Top 15 principal components were used to construct SNN graph and UMAP embedding. Main cell types were identified by scoring canonical cell type markers across clusters. PCA, SNN graph construction and UMAP embedding was rerun on main cell type subsets. Cell type markers were adapted from Habermann et al. [69]. and Tata and Rajagopal [70] (Supplementary Table 13). Cell type signatures from Vieira Braga et al. [13] and Travaglini et al. [14] were used to validate manual cell type annotation. Epithelial or immune contaminated clusters were identified by EPCAM or PTPRC, respectively, and removed before further analyses. DoubletFinder v2.0 was used to estimate cell doublet distribution (Supplementary Fig. 1D). Epithelial cell clusters overrepresented in tumor tissue samples were annotated as tumor cells. For copy-number assignment, InferCNV v1.3.3 was used with default parameters.

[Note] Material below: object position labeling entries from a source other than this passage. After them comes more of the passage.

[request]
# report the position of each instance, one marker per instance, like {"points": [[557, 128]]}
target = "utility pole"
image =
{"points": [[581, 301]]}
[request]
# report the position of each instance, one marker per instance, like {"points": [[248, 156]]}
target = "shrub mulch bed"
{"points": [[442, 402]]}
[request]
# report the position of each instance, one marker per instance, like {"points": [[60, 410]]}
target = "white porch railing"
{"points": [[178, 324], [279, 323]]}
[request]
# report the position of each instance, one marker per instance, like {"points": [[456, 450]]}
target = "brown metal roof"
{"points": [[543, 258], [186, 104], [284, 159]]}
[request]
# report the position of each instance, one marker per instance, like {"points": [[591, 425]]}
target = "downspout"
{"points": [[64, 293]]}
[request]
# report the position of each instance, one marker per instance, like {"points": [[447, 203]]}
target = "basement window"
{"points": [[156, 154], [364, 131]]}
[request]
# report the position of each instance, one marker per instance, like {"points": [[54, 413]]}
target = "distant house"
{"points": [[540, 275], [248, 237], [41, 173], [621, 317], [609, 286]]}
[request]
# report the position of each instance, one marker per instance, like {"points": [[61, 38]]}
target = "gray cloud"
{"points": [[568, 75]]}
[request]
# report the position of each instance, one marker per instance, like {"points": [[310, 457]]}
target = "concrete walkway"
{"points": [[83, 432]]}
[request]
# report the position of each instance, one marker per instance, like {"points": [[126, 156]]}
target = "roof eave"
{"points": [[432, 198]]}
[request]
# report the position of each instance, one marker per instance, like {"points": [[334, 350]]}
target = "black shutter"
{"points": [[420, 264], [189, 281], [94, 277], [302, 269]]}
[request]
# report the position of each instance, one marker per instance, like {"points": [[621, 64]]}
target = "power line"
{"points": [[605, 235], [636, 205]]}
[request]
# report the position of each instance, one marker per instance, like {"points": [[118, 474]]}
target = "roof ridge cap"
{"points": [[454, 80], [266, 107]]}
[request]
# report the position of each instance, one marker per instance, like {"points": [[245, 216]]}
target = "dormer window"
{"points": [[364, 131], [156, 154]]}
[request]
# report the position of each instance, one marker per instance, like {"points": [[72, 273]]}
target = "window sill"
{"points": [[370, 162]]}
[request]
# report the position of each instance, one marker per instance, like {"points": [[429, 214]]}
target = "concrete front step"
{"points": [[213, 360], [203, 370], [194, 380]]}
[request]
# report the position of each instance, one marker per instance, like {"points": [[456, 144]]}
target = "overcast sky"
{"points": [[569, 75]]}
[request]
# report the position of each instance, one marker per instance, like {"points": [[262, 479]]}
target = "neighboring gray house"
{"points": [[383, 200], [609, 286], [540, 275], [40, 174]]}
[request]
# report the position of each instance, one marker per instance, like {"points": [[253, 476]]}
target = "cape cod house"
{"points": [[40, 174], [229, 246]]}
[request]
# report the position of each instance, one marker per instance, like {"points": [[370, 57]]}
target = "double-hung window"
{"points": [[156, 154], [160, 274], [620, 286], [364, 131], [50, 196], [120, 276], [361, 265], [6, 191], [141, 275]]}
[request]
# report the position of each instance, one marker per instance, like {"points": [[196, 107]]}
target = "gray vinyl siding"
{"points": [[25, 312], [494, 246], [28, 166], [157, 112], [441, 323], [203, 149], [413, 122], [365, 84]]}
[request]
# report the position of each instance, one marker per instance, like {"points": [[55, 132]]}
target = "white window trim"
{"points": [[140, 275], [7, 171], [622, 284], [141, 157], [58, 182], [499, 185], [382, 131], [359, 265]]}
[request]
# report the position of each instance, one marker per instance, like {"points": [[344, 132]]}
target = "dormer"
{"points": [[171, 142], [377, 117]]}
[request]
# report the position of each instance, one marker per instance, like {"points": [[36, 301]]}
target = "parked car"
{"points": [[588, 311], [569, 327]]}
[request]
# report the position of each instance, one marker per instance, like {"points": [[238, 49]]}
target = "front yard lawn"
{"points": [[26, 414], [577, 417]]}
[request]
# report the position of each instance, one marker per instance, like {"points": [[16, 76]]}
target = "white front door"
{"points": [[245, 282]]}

Differential gene expression analysis

Marker genes for each cell cluster versus all cells of the respective subset were computed using the FindAllMarkers function with the following parameters: only positive markers, fraction of expressing cells inside the cluster ≥0.25, difference between fraction of expressing cells inside and outside the cluster ≥0.25, log fold change between cells inside and outside the cluster ≥0.25.

Functional analysis

Cell cycle phases were scored as implemented in “Seurat v3”. Expression of gene sets of the Hallmark signature collection of the Broad Institute [21], and M1 vs. M2 up- and downregulated genes [22] were scored using the AddModuleScore function. Oncogenic signaling pathway activity scores were computed using the R package “progeny” [71, 72]. Potential paracrine interactions were computed using the “CellPhoneDB” toolkit with default parameters [73].

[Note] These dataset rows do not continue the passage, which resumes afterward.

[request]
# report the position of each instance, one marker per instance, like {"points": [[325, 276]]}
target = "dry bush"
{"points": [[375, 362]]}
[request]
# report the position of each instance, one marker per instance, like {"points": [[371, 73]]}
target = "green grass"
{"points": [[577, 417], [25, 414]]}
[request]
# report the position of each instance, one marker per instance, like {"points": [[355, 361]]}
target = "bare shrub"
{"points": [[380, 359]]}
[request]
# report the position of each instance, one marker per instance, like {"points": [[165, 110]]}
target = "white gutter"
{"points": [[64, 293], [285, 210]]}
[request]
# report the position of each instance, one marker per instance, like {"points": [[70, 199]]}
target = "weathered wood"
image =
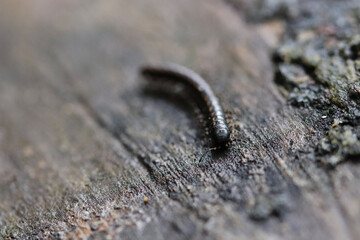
{"points": [[87, 150]]}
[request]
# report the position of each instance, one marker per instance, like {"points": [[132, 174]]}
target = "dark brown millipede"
{"points": [[182, 74]]}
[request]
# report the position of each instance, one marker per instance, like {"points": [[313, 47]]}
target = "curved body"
{"points": [[182, 74]]}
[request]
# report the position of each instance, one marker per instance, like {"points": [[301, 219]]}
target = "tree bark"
{"points": [[89, 150]]}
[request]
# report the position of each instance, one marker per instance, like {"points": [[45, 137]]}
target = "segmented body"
{"points": [[182, 74]]}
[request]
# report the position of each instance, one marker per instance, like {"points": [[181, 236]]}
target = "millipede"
{"points": [[220, 129]]}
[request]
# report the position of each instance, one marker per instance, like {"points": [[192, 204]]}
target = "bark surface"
{"points": [[89, 150]]}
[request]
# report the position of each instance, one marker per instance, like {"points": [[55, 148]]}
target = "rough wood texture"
{"points": [[87, 150]]}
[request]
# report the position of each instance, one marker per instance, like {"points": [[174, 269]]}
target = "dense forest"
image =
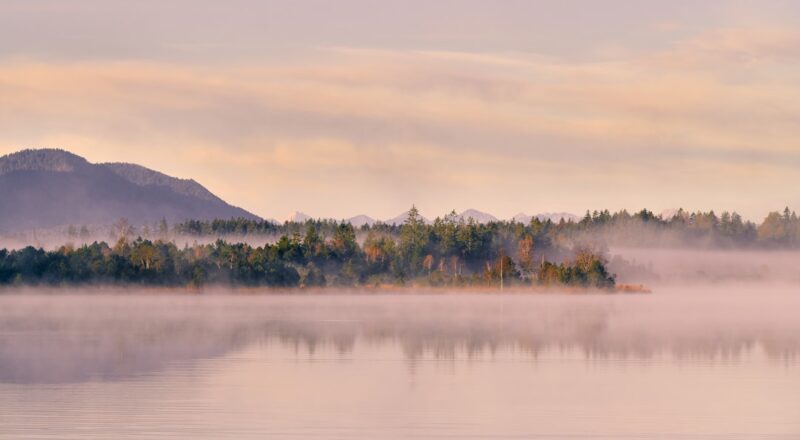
{"points": [[446, 253], [643, 228]]}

Analysis of the TCGA lung adenocarcinoma cohort

FPKM-normalized gene expression values of 533 lung adenocarcinoma (LUAD) cases were downloaded using the R package “TCGAbiolinks” [74] and log2 transformed. Marker genes from myeloid, lymphoid, endothelial, stromal cell subsets, and the “alveolar/club-like” and “undifferentiated” tumor cell signatures were used as gene sets to perform single-sample gene set enrichment analysis (ssGSEA) [75] on TCGA LUAD gene expression data using the R package “GSVA” [76]. Associations between enrichment scores (ES) from ssGSEA were calculated using the R package “corrplot”.

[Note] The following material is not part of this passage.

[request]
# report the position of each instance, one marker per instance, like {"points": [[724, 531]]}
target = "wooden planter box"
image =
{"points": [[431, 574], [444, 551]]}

Next, patients were grouped by dichotomization of ssGSEA ES (> or ≤median). Survival data of the TCGA LUAD cohort was available for 524 cases and downloaded using the R package “TCGAbiolinks” [74]. Survival curves, log-rank statistics and Cox regression were calculated using the R packages “survival” and “survminer”. Data on mutations and mutational burden was available for 525 and 242 cases, respectively.

Statistical analysis

Patient groups were compared using the Welch’s t test or Mann–Whitney U test (both two-sided, unequal variances), as indicated, after testing for normal distribution using the Shapiro–Wilk’s test. Distribution of mutations across patient groups was analyzed using the Chi-squared test. For correlation analysis, we calculated the Pearson or Spearman correlation coefficient, as indicated. P values < 0.05 were considered significant.